Che cazzo è successo?
Quando, esattamente, le aziende si sono trasformate in tanti Kindergarten aziendali?
E, soprattutto, perché nessuno sembra accorgersene?

Il risultato è che sì, apparentemente tutti sono felici.
C’è entusiasmo, sorrisi, “team spirit”.
Ma poi la mia manager mi chiama di nascosto, quando ha bisogno di confidarsi o di affrontare un problema serio… perché, parole sue, “almeno tu sei un adulto”.

È questo il punto.
L’IT è diventato un luna park per adulti che fingono di divertirsi mentre fanno finta di lavorare. Manager che si comportano come animatori da villaggio turistico, convinti che il loro mestiere sia “divertente”.
E magari lo è, non lo metto in dubbio: sarà la mia ignoranza, ma continuo a non capire cosa ci sia di così spassoso nel fare il manager.
Forse un giorno qualcuno me lo spiegherà. D'altro canto, adesso anche i manager sono cambiati, e a cinquant'anni giocano a sembrare dei quindicenni. Va bene, il dress code era troppo, ma ora se non freghi i vestiti al tuo figlio liceale , non sei cool. Io , avendo una figlia, forse sono esentato.

Nel frattempo, i programmatori sembrano usciti da una convention di cosplay: magliette con meme incomprensibili, ciabatte da gamer, zainetti kawaii.
Mancano solo i furries in ufficio — i “programmatori-procioni” — e il quadro sarebbe completo.

In compenso, sotto molte scrivanie — quasi sempre di colleghe donne — spuntano piccole cuccette imbottite per il cagnolino aziendale, il sostituto emotivo perfetto dei figli che non hanno (e, realisticamente, non avranno).
Il tutto condito da gridolini infantili, selfie con filtro “dog face” e una nuova borsetta per il cane da borsetta: totalmente instagrammabile.

Mi chiedo sinceramente cosa ci trovino di bello i cani a stare immobili otto ore sotto una scrivania.Io ne ho avuti diversi, e tutti stavano male se non camminavano almeno due chilometri al giorno. Ma forse anche loro, poveri animali, stanno imparando a essere “cool”.

Altrimenti finiscono nel cassonetto insieme alle relative borsette.
E sì, devo ammettere che quando hai uno Schnauzer da sessanta chili, l’idea di una “borsetta per cani da borsetta” perde molto del suo fascino. Non stava nemmeno nel mio borsone da Judo, che comunque non pesava cosi' tanto, nemmeno con i Judoji da competizione, novecento grammi al metro quadro.

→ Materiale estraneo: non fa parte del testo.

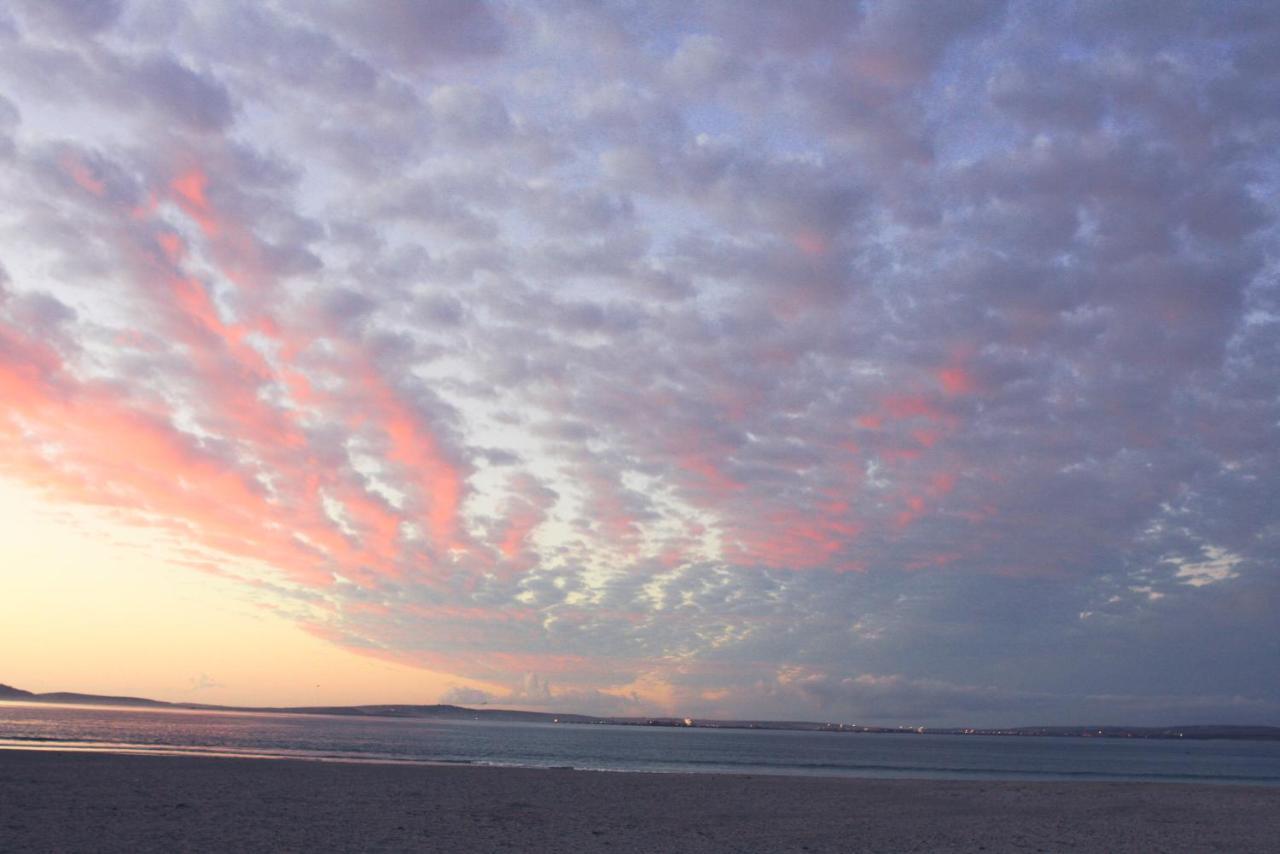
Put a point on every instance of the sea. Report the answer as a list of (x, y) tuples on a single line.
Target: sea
[(325, 738)]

Forse è per questo che non l’ho mai portato al lavoro: non esistono borsette per cani se il cane e' un terranova, o un altro cane grande. Ma quanto e' moderna e divertente, pero', un'azienda dove puoi tenere un cane - immagino , anestetizzato - sotto la scrivania.

Perché ormai non si tratta più di lavorare bene, ma di mettersi in scena.
Di aderire all’estetica del “tech environment”: colori pastello, cagnolini felici, scrivanie zen, post-it motivazionali, e sorrisi da catalogo HR.
La sostanza? Evaporata.
La serietà? Archiviata.

E allora mi viene spontaneo chiedermi — e lo chiedo senza ironia:


ma si può sapere che cazzo stiamo facendo di utile, a parte imitare i Teletubbies?

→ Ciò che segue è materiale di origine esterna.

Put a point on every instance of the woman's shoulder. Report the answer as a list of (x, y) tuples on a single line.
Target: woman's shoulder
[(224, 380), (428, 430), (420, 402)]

Ci diamo arie da pionieri digitali, ma sembriamo tutti impegnati in una recita collettiva. Abbiamo trasformato l’ufficio in un parco giochi, i problemi reali in “challenge divertenti”, e la produttività in un indicatore di felicità fasulla.

Stiamo qui a dire che risolviamo i problemi della gente, ma a parte Alina, la casalinga arrapata a 1.3 Km da qui, chi mi sa dire che problemi gli abbiamo risolto?

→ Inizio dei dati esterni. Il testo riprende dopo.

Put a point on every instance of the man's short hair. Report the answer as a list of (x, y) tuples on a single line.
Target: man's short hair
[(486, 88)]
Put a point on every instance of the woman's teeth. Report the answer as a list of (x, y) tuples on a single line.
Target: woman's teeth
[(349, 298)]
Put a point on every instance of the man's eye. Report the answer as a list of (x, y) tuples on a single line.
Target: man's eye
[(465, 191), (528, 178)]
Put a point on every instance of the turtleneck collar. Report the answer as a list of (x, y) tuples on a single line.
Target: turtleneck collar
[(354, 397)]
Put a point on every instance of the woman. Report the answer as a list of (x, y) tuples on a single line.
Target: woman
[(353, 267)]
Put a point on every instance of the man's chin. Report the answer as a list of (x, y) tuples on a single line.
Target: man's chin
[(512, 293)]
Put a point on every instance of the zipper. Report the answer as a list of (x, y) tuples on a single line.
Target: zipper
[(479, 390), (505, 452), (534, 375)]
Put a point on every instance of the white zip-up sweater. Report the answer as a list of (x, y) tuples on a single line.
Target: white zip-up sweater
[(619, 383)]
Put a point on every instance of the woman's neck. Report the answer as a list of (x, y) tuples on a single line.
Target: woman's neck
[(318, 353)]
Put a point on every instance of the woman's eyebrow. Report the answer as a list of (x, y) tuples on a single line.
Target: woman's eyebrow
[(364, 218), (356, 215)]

E questo senso di inutilità, alla fine, è ciò che mi spinge a scrivere articoli come questo.
Perché da qualche parte bisogna pur dirlo: qualcosa, in questo mondo dell’IT, si è incrinato.

Forse il mio prossimo lavoro sarà sulle ferrovie.
O sugli acquedotti.
O su qualunque altra cosa che abbia ancora un impatto concreto sul mondo reale.
Qualcosa che, se smetti di farlo funzionare, qualcuno davvero resta senza acqua o senza treno.

Perché onestamente, tutto questo mantra del “cool before important” ha un po’ rotto il cazzo.
Abbiamo sostituito l’utilità con l’apparenza, la competenza con la performatività, e la realtà con la messinscena.

Ecco, solo per chiarirci: qui non siamo i Teletubbies.

E gli unicorni sono solo rinoceronti che hanno fatto una dieta.